Measurements of spin-orbit interaction in epitaxially grown InAs nanosheets

TL;DR

This study investigates the spin-orbit interaction in epitaxially grown InAs nanosheets, revealing strong spin-orbit coupling and promising applications in spintronics and quantum devices through low-temperature transport measurements.

Contribution

It provides the first detailed measurement of spin-orbit length in epitaxial InAs nanosheets, demonstrating their potential for quantum technology applications.

Findings

Spin-orbit length is approximately 150 nm.

The nanosheet exhibits excellent electrical properties.

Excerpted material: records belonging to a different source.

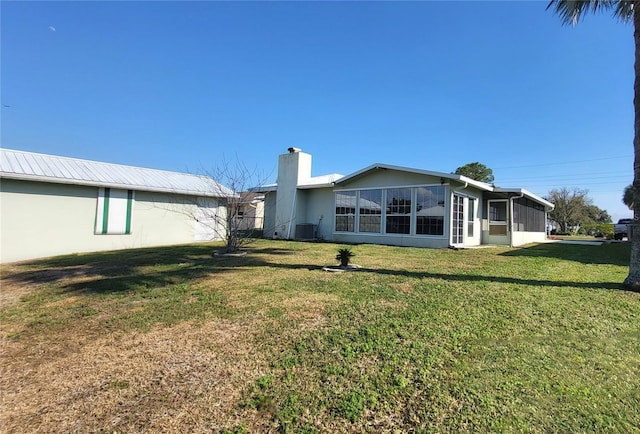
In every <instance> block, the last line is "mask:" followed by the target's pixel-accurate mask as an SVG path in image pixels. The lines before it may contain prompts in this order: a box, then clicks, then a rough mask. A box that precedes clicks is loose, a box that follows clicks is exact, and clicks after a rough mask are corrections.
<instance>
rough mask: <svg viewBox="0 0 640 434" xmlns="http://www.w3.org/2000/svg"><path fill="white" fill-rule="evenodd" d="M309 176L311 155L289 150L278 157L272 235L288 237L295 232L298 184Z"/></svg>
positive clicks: (310, 171)
mask: <svg viewBox="0 0 640 434" xmlns="http://www.w3.org/2000/svg"><path fill="white" fill-rule="evenodd" d="M310 178H311V155H309V154H305V153H304V152H299V151H296V152H289V153H288V154H283V155H280V156H279V159H278V180H277V183H278V190H277V193H278V196H277V197H278V206H277V207H276V208H275V222H274V232H273V234H274V235H273V236H276V235H275V234H276V233H277V236H276V237H277V238H290V237H292V236H293V235H294V233H295V227H296V223H297V218H296V208H298V203H297V202H298V200H299V198H298V188H297V186H298V185H301V184H304V182H305V181H307V180H308V179H310Z"/></svg>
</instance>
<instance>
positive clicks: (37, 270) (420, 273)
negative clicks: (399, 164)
mask: <svg viewBox="0 0 640 434" xmlns="http://www.w3.org/2000/svg"><path fill="white" fill-rule="evenodd" d="M219 249H220V245H219V244H197V245H182V246H168V247H158V248H144V249H133V250H123V251H113V252H102V253H91V254H78V255H68V256H61V257H54V258H48V259H43V260H36V261H29V262H23V263H21V264H19V267H17V271H12V267H7V268H5V269H3V275H2V280H3V281H4V282H10V283H13V284H17V285H42V284H45V285H46V284H53V283H55V284H56V286H57V287H58V288H60V290H62V291H65V292H74V293H81V294H109V293H118V292H122V293H124V292H127V291H132V290H136V289H141V288H162V287H166V286H169V285H180V284H183V283H187V282H190V281H192V280H194V279H201V278H206V277H210V278H216V276H219V275H221V274H224V273H228V272H234V271H235V272H237V271H238V270H239V269H243V268H254V267H272V268H283V269H306V270H309V271H312V272H316V271H317V272H320V273H323V271H322V268H323V265H318V264H317V263H312V264H304V263H298V264H289V263H281V262H277V261H274V260H273V259H269V257H270V256H271V257H273V256H282V255H295V253H296V250H295V249H289V248H278V247H275V248H274V247H266V248H255V249H251V248H248V249H247V251H248V254H247V255H246V256H242V257H214V256H213V253H214V252H215V251H216V250H219ZM594 249H601V250H594ZM594 252H596V253H595V254H594ZM263 255H264V256H263ZM500 255H503V256H514V257H515V256H529V257H552V258H558V259H562V260H569V261H578V262H582V263H589V264H614V265H623V266H624V265H627V264H628V260H629V246H628V245H624V244H609V245H603V246H599V247H594V246H580V245H566V244H565V245H558V244H539V245H533V246H529V247H525V248H521V249H517V250H512V251H508V252H504V253H501V254H500ZM36 267H37V269H34V268H36ZM358 273H375V274H381V275H393V276H404V277H408V278H416V279H427V278H431V279H439V280H444V281H450V282H469V283H472V282H499V283H504V284H513V285H526V286H538V287H540V286H547V287H573V288H589V289H608V290H611V289H622V284H621V283H619V282H574V281H562V280H549V279H521V278H516V277H504V276H495V275H480V274H458V273H454V274H446V273H438V272H429V271H407V270H393V269H368V268H362V269H360V270H358Z"/></svg>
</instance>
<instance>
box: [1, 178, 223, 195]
mask: <svg viewBox="0 0 640 434" xmlns="http://www.w3.org/2000/svg"><path fill="white" fill-rule="evenodd" d="M0 178H5V179H15V180H18V181H33V182H45V183H50V184H66V185H78V186H87V187H107V188H120V189H123V190H135V191H148V192H154V193H173V194H182V195H186V196H203V197H232V196H233V193H225V192H219V193H214V192H211V191H202V190H184V189H171V188H160V187H149V186H144V185H135V184H121V183H115V182H99V181H80V180H75V179H67V178H54V177H50V176H40V175H23V174H17V173H7V172H1V173H0Z"/></svg>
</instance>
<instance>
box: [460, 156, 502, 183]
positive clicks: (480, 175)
mask: <svg viewBox="0 0 640 434" xmlns="http://www.w3.org/2000/svg"><path fill="white" fill-rule="evenodd" d="M455 173H456V175H462V176H466V177H467V178H471V179H474V180H476V181H481V182H486V183H487V184H491V183H492V182H493V180H494V177H493V170H491V169H490V168H488V167H487V166H485V165H484V164H482V163H479V162H477V161H476V162H474V163H468V164H465V165H464V166H460V167H458V168H457V169H456V172H455Z"/></svg>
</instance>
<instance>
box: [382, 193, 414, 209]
mask: <svg viewBox="0 0 640 434" xmlns="http://www.w3.org/2000/svg"><path fill="white" fill-rule="evenodd" d="M387 214H411V189H410V188H390V189H389V190H387Z"/></svg>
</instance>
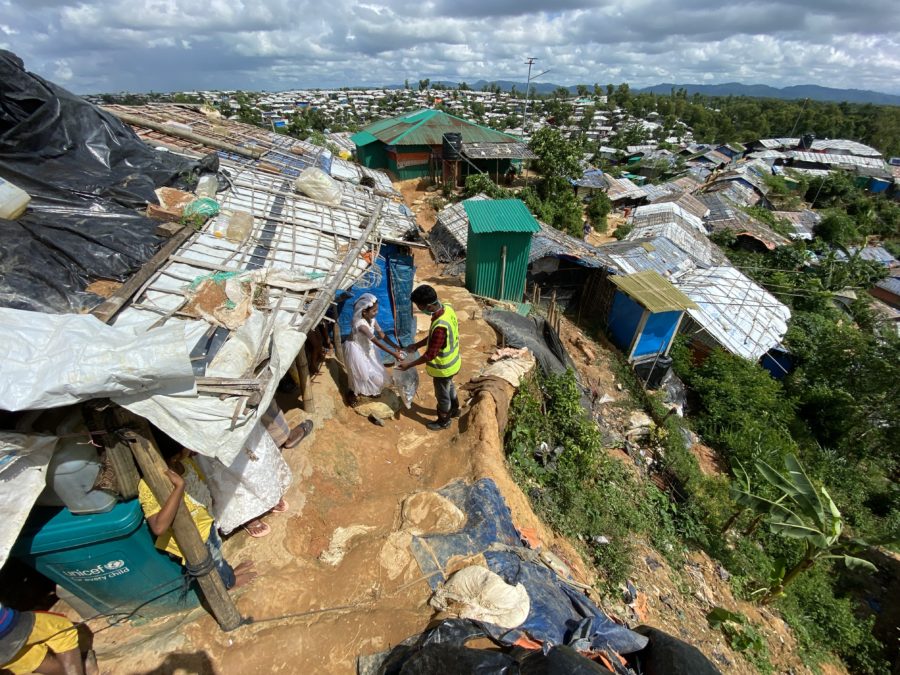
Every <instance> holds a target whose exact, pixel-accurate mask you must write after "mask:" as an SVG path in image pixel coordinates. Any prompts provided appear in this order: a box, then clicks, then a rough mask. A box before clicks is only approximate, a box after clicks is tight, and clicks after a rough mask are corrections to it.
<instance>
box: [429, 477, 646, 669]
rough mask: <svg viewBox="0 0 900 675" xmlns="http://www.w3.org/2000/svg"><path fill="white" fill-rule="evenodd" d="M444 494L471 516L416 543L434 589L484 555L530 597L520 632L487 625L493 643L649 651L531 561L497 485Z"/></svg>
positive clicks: (542, 564)
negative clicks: (470, 562)
mask: <svg viewBox="0 0 900 675" xmlns="http://www.w3.org/2000/svg"><path fill="white" fill-rule="evenodd" d="M439 494H441V495H442V496H444V497H446V498H447V499H449V500H450V501H451V502H453V503H454V504H455V505H456V506H457V507H459V508H460V509H461V510H462V511H463V512H464V513H465V514H466V524H465V526H464V527H463V528H462V529H461V530H459V531H458V532H453V533H450V534H437V535H423V536H418V537H414V538H413V540H412V545H411V546H412V551H413V555H414V556H415V558H416V561H417V562H418V563H419V567H420V568H421V569H422V571H423V572H424V573H425V576H426V578H427V579H428V583H429V584H430V585H431V587H432V588H436V587H437V586H438V584H440V583H442V582H444V581H445V580H446V578H445V576H444V569H446V567H447V564H448V562H449V561H450V559H451V558H457V559H459V558H463V557H467V556H474V555H477V554H483V555H484V559H485V561H486V563H487V566H488V569H490V570H491V571H493V572H495V573H496V574H498V575H499V576H500V577H501V578H502V579H503V580H504V581H506V583H509V584H513V585H514V584H518V583H521V584H522V585H523V586H524V587H525V589H526V590H527V592H528V597H529V599H530V601H531V609H530V612H529V614H528V618H527V619H526V620H525V622H524V623H523V624H522V625H521V626H519V627H517V628H515V629H512V630H507V629H504V628H500V627H499V626H492V625H490V624H485V626H486V627H487V629H488V630H489V632H490V634H491V636H492V637H493V638H494V639H496V640H498V641H500V642H503V643H505V644H514V643H515V642H516V641H517V640H518V639H520V638H522V637H528V638H530V639H532V640H537V641H539V642H542V643H545V644H547V645H569V644H572V645H574V646H576V647H577V648H579V649H613V650H615V651H617V652H619V653H620V654H630V653H632V652H636V651H639V650H641V649H643V648H644V647H645V646H646V644H647V638H645V637H643V636H641V635H639V634H637V633H635V632H633V631H630V630H628V629H627V628H625V627H624V626H620V625H619V624H617V623H615V622H613V621H612V619H610V618H609V617H608V616H606V615H605V614H604V613H603V612H602V611H601V610H600V609H599V608H598V607H597V606H596V605H595V604H594V603H593V602H592V601H591V600H590V599H589V598H588V597H587V596H586V595H584V594H583V593H582V592H581V591H580V590H578V589H576V588H574V587H572V586H570V585H569V584H566V583H565V582H564V581H563V580H562V579H560V578H559V577H558V576H557V575H556V574H555V573H554V572H552V571H551V570H550V569H548V568H547V567H546V566H545V565H543V564H541V563H539V562H532V561H531V560H529V559H528V558H530V557H532V554H533V551H530V549H528V548H526V547H525V546H524V545H523V544H522V539H521V537H520V535H519V533H518V532H517V531H516V528H515V526H514V525H513V522H512V515H511V514H510V511H509V507H507V505H506V503H505V502H504V500H503V496H502V495H501V494H500V491H499V490H498V489H497V486H496V484H495V483H494V481H492V480H490V479H488V478H485V479H482V480H479V481H477V482H475V483H473V484H471V485H467V484H466V483H463V482H461V481H457V482H454V483H451V484H450V485H448V486H447V487H445V488H443V489H441V490H440V491H439ZM498 545H499V546H498ZM492 549H494V550H492ZM519 553H521V554H522V555H519Z"/></svg>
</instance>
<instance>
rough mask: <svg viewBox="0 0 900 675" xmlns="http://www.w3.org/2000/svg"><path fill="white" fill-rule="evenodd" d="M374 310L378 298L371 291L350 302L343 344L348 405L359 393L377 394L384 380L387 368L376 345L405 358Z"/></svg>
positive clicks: (366, 394)
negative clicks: (389, 339)
mask: <svg viewBox="0 0 900 675" xmlns="http://www.w3.org/2000/svg"><path fill="white" fill-rule="evenodd" d="M376 314H378V298H376V297H375V296H374V295H372V294H371V293H366V294H365V295H363V296H361V297H360V298H359V299H358V300H357V301H356V302H355V303H354V305H353V327H352V330H351V332H350V340H349V341H348V342H347V344H346V345H344V356H345V358H346V360H347V372H348V375H349V378H350V396H349V400H350V405H356V403H357V402H358V397H359V396H378V395H379V394H381V390H382V389H384V387H385V385H386V384H387V383H388V374H387V370H385V368H384V365H383V364H382V363H381V357H380V356H379V355H378V352H377V350H376V349H375V348H376V347H378V348H379V349H383V350H384V351H385V352H387V353H388V354H390V355H391V356H393V357H394V358H395V359H397V360H398V361H402V360H403V359H404V358H406V355H405V354H404V353H403V351H402V350H401V349H400V347H399V346H398V345H394V344H393V343H391V342H390V341H388V339H387V337H386V336H385V334H384V331H383V330H381V326H379V325H378V321H376V320H375V315H376Z"/></svg>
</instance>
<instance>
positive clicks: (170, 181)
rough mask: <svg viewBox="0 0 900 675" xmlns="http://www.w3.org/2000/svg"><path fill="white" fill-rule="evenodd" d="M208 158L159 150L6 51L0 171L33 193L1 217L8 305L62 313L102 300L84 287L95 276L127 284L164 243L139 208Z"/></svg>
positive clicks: (181, 177)
mask: <svg viewBox="0 0 900 675" xmlns="http://www.w3.org/2000/svg"><path fill="white" fill-rule="evenodd" d="M202 165H203V163H198V162H196V161H192V160H186V159H184V158H182V157H179V156H177V155H174V154H172V153H168V152H159V151H156V150H154V149H153V148H151V147H149V146H148V145H146V144H145V143H144V142H143V141H141V140H140V138H138V136H137V135H136V134H135V133H134V132H133V131H132V130H131V128H130V127H128V126H127V125H126V124H124V123H123V122H121V121H119V120H118V119H117V118H116V117H115V116H113V115H111V114H109V113H107V112H105V111H103V110H101V109H100V108H98V107H96V106H94V105H91V104H90V103H88V102H87V101H84V100H83V99H81V98H79V97H78V96H75V95H74V94H71V93H70V92H68V91H66V90H65V89H63V88H61V87H58V86H57V85H55V84H53V83H51V82H48V81H46V80H44V79H42V78H41V77H39V76H37V75H33V74H31V73H29V72H27V71H26V70H25V68H24V64H23V63H22V61H21V60H20V59H19V58H18V57H17V56H16V55H15V54H13V53H11V52H8V51H3V50H0V176H2V177H3V178H5V179H6V180H8V181H10V182H12V183H13V184H15V185H17V186H18V187H20V188H22V189H23V190H25V191H26V192H28V193H29V194H30V195H31V203H30V205H29V208H28V211H26V213H25V215H23V216H22V217H21V218H19V219H18V220H16V221H8V220H0V241H2V242H3V246H2V249H0V306H4V307H14V308H17V309H30V310H35V311H41V312H47V313H64V312H80V311H86V310H88V309H90V308H91V307H93V306H95V305H97V304H99V303H100V302H102V300H103V298H100V297H99V296H96V295H93V294H91V293H87V292H86V291H85V290H84V289H85V287H86V286H87V285H88V284H89V283H90V282H91V281H94V280H96V279H110V280H114V281H124V280H125V279H127V278H128V277H129V276H130V275H131V274H133V273H134V272H135V271H136V270H137V269H139V268H140V266H141V265H142V264H143V263H144V262H146V260H148V259H149V258H150V257H151V256H152V255H153V254H154V253H155V252H156V250H157V249H158V248H159V247H160V245H161V244H162V242H163V239H161V238H160V237H158V236H156V234H155V230H156V225H157V223H156V222H155V221H153V220H150V219H149V218H147V217H145V216H144V215H142V214H141V213H139V210H141V211H142V210H143V209H144V207H145V206H146V204H147V203H148V202H152V203H156V202H157V199H156V195H155V194H154V190H155V189H156V188H157V187H161V186H164V185H174V186H178V185H185V184H187V182H192V180H191V179H190V178H189V177H190V176H192V175H193V174H195V173H196V172H197V171H198V170H199V169H200V168H201V166H202ZM213 166H215V168H217V163H216V162H212V164H209V163H207V166H205V167H204V168H207V169H209V168H212V167H213ZM213 170H215V169H214V168H213Z"/></svg>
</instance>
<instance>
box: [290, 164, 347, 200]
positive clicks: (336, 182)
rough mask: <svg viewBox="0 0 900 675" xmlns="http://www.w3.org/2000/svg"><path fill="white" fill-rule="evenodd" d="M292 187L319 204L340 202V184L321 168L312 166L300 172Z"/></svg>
mask: <svg viewBox="0 0 900 675" xmlns="http://www.w3.org/2000/svg"><path fill="white" fill-rule="evenodd" d="M294 189H295V190H297V192H301V193H303V194H305V195H306V196H307V197H309V198H310V199H312V200H313V201H317V202H319V203H321V204H328V205H329V206H340V204H341V195H342V193H341V186H340V185H338V182H337V181H336V180H334V178H332V177H331V176H329V175H328V174H327V173H325V172H324V171H322V169H319V168H317V167H314V166H311V167H309V168H308V169H303V171H301V172H300V175H299V176H298V177H297V180H295V181H294Z"/></svg>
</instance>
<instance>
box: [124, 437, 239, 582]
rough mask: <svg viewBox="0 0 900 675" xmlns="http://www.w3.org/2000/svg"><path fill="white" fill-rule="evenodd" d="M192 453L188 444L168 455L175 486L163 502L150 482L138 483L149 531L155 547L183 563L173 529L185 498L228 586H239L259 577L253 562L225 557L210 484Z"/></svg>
mask: <svg viewBox="0 0 900 675" xmlns="http://www.w3.org/2000/svg"><path fill="white" fill-rule="evenodd" d="M166 450H167V449H166V448H164V449H163V452H164V453H165V452H166ZM170 451H171V450H170ZM191 454H192V453H191V451H190V450H188V449H187V448H176V450H175V452H174V453H173V454H171V455H170V456H168V457H166V463H167V464H168V467H169V468H168V469H167V470H166V477H167V478H168V479H169V480H170V481H171V482H172V487H173V490H172V492H171V493H170V494H169V496H168V498H167V499H166V501H165V503H164V504H162V505H160V504H159V502H158V501H157V499H156V497H155V496H154V494H153V492H152V491H151V490H150V486H149V485H147V483H146V481H144V480H143V479H141V481H140V483H139V484H138V499H140V502H141V508H142V509H143V510H144V516H145V517H146V518H147V524H148V525H149V526H150V531H151V532H153V534H154V535H156V548H158V549H161V550H163V551H166V552H167V553H169V554H171V555H172V556H174V557H176V558H178V559H179V560H181V562H182V564H184V555H183V554H182V552H181V549H180V548H178V544H177V543H176V542H175V536H174V535H173V533H172V523H173V522H174V521H175V514H176V513H177V511H178V505H179V504H180V503H181V502H182V501H183V502H184V505H185V507H186V508H187V510H188V512H189V513H190V514H191V518H192V519H193V521H194V524H195V525H196V526H197V530H198V531H199V532H200V537H201V538H202V539H203V540H204V541H205V542H206V548H207V549H208V550H209V554H210V556H211V557H212V560H213V563H214V565H215V567H216V569H217V570H218V572H219V576H221V577H222V583H224V584H225V588H237V587H239V586H242V585H244V584H246V583H249V582H250V581H252V580H253V579H254V578H256V572H255V571H253V563H252V562H243V563H241V564H239V565H238V566H237V567H234V568H232V567H231V565H229V564H228V562H227V561H226V560H225V558H223V557H222V539H221V537H219V533H218V532H217V531H216V524H215V521H214V520H213V517H212V516H211V515H210V513H209V509H210V506H211V504H212V498H211V496H210V494H209V488H208V487H207V485H206V481H205V478H204V476H203V472H202V471H201V469H200V467H199V466H198V465H197V463H196V462H195V461H194V460H193V459H192V458H191Z"/></svg>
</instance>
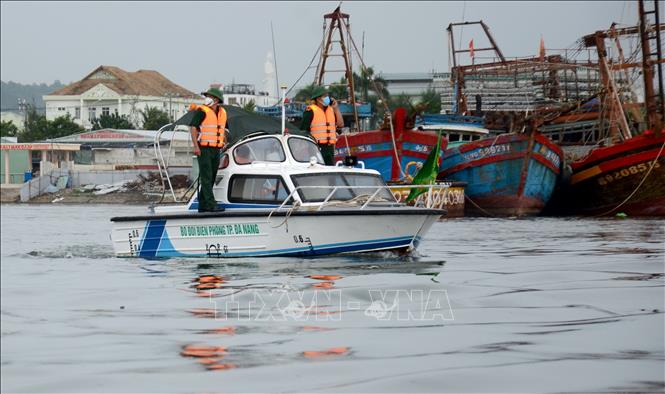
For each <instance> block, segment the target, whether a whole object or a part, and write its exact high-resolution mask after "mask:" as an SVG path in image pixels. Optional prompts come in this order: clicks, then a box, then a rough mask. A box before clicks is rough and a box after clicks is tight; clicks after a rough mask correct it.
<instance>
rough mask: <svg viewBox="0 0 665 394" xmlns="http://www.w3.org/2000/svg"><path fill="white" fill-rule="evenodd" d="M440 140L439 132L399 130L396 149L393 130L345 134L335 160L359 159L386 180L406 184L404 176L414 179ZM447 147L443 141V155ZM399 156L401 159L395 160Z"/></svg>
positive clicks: (396, 131) (341, 142)
mask: <svg viewBox="0 0 665 394" xmlns="http://www.w3.org/2000/svg"><path fill="white" fill-rule="evenodd" d="M437 138H438V135H437V134H436V133H435V132H430V131H419V130H397V131H396V132H395V146H393V142H392V141H393V139H392V135H391V132H390V130H371V131H363V132H360V133H350V134H344V135H341V136H339V138H338V139H337V144H336V145H335V161H343V160H344V157H345V156H356V157H357V158H358V160H361V161H363V162H364V164H365V168H371V169H373V170H377V171H379V172H380V173H381V177H382V178H383V180H384V181H386V182H390V181H393V182H395V181H403V180H404V176H407V177H413V176H414V175H415V174H416V172H418V168H419V167H418V165H419V164H422V163H424V162H425V160H427V156H428V155H429V153H430V152H431V151H432V148H434V147H435V146H436V143H437ZM446 144H447V142H446V140H445V139H442V141H441V152H440V153H441V154H443V152H444V151H445V149H446ZM395 154H397V157H399V160H395ZM400 168H401V171H402V172H404V174H402V172H400Z"/></svg>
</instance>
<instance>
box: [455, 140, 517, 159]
mask: <svg viewBox="0 0 665 394" xmlns="http://www.w3.org/2000/svg"><path fill="white" fill-rule="evenodd" d="M508 152H510V145H508V144H503V145H494V146H488V147H487V148H480V149H478V150H475V151H473V152H471V153H467V154H465V155H464V160H467V161H470V160H476V159H480V158H483V157H486V156H492V155H496V154H499V153H508Z"/></svg>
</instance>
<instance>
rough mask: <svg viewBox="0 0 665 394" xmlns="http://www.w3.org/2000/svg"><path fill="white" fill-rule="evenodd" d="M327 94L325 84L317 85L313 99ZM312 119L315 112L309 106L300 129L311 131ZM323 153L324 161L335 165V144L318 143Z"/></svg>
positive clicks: (330, 164)
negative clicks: (319, 143) (317, 85)
mask: <svg viewBox="0 0 665 394" xmlns="http://www.w3.org/2000/svg"><path fill="white" fill-rule="evenodd" d="M324 94H326V89H325V88H324V87H323V86H317V87H315V88H314V90H313V91H312V95H311V99H312V100H315V99H316V98H317V97H320V96H322V95H324ZM312 119H314V112H312V110H311V109H310V108H309V107H307V108H306V109H305V112H303V114H302V122H301V123H300V130H304V131H309V132H311V131H312V130H310V126H311V125H312ZM318 145H319V150H320V151H321V155H322V156H323V161H324V162H325V163H326V165H327V166H332V165H335V145H332V144H323V145H322V144H318Z"/></svg>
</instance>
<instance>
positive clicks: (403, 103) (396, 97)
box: [388, 93, 414, 111]
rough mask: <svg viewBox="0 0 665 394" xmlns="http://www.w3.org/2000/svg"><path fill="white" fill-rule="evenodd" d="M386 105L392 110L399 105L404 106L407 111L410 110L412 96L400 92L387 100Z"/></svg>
mask: <svg viewBox="0 0 665 394" xmlns="http://www.w3.org/2000/svg"><path fill="white" fill-rule="evenodd" d="M388 107H389V108H390V110H391V111H394V110H395V109H396V108H399V107H402V108H405V109H406V110H407V111H412V110H413V108H414V106H413V98H411V96H409V95H408V94H404V93H400V94H398V95H397V96H394V97H391V98H390V99H389V100H388Z"/></svg>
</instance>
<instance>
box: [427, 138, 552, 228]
mask: <svg viewBox="0 0 665 394" xmlns="http://www.w3.org/2000/svg"><path fill="white" fill-rule="evenodd" d="M562 158H563V152H562V151H561V149H560V148H559V147H558V146H557V145H555V144H554V143H553V142H552V141H550V140H549V139H548V138H547V137H545V136H544V135H542V134H540V133H538V132H536V131H534V132H531V133H528V134H516V133H509V134H500V135H497V136H496V137H494V138H491V137H490V138H487V139H483V140H480V141H475V142H468V143H466V144H463V145H460V146H457V147H453V148H449V149H447V150H446V151H445V153H444V157H443V161H442V163H441V166H440V172H439V178H445V179H452V180H456V181H463V182H466V183H467V188H466V190H465V195H466V198H467V200H468V202H469V203H467V204H465V207H466V208H465V213H466V215H492V216H524V215H537V214H539V213H540V211H542V209H543V208H544V207H545V204H547V202H548V201H549V199H550V197H551V196H552V192H553V191H554V187H555V186H556V184H557V181H558V179H559V174H560V173H561V168H562V167H561V166H562Z"/></svg>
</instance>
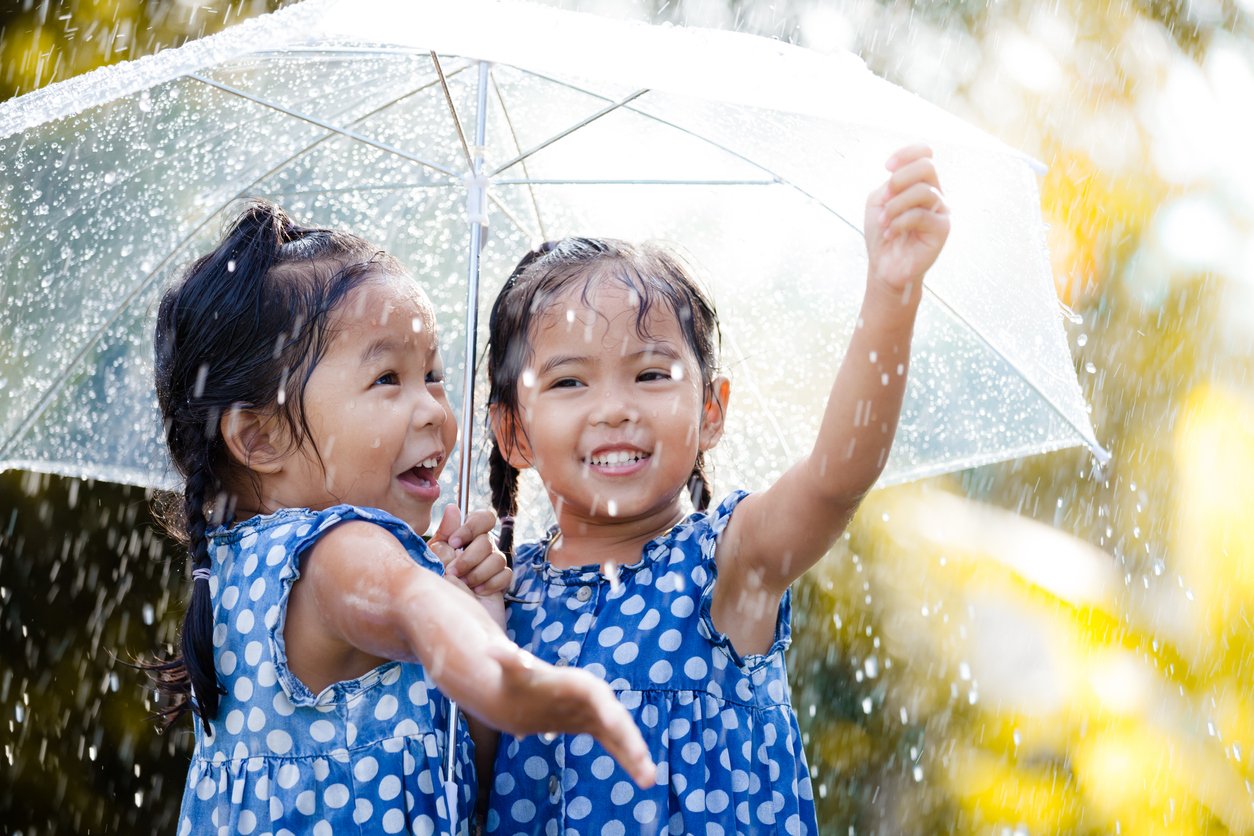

Strong spin-orbit interaction is confirmed.

Abstract

We report on a low-temperature transport study of a single-gate, planar field-effect device made from a free-standing, wurtzite-crystalline InAs nanosheet. The nanosheet is grown via molecular beam epitaxy and the field-effect device is characterized by gate transfer characteristic measurements and by magnetic field orientation dependent transport measurements. The measurements show that the device exhibits excellent electrical properties and the electron transport in the nanosheet is of the two-dimensional nature. Low-field magnetoconductance measurements are performed for the device at different gate voltages and temperatures, and the characteristic transport lengths, such as phase coherent length, spin-orbit length and mean free path, in the nanosheet are extracted. It is found that the spin-orbit length in the nanosheet is short, on the order of 150 nm, demonstrating the presence of strong spin-orbit interaction in the InAs nanosheet. Our results show that epitaxially grown, free-standing, InAs nanosheets can serve as an emerging semiconductor nanostructure platform for applications in spintronics, spin qubits and planar topological quantum devices.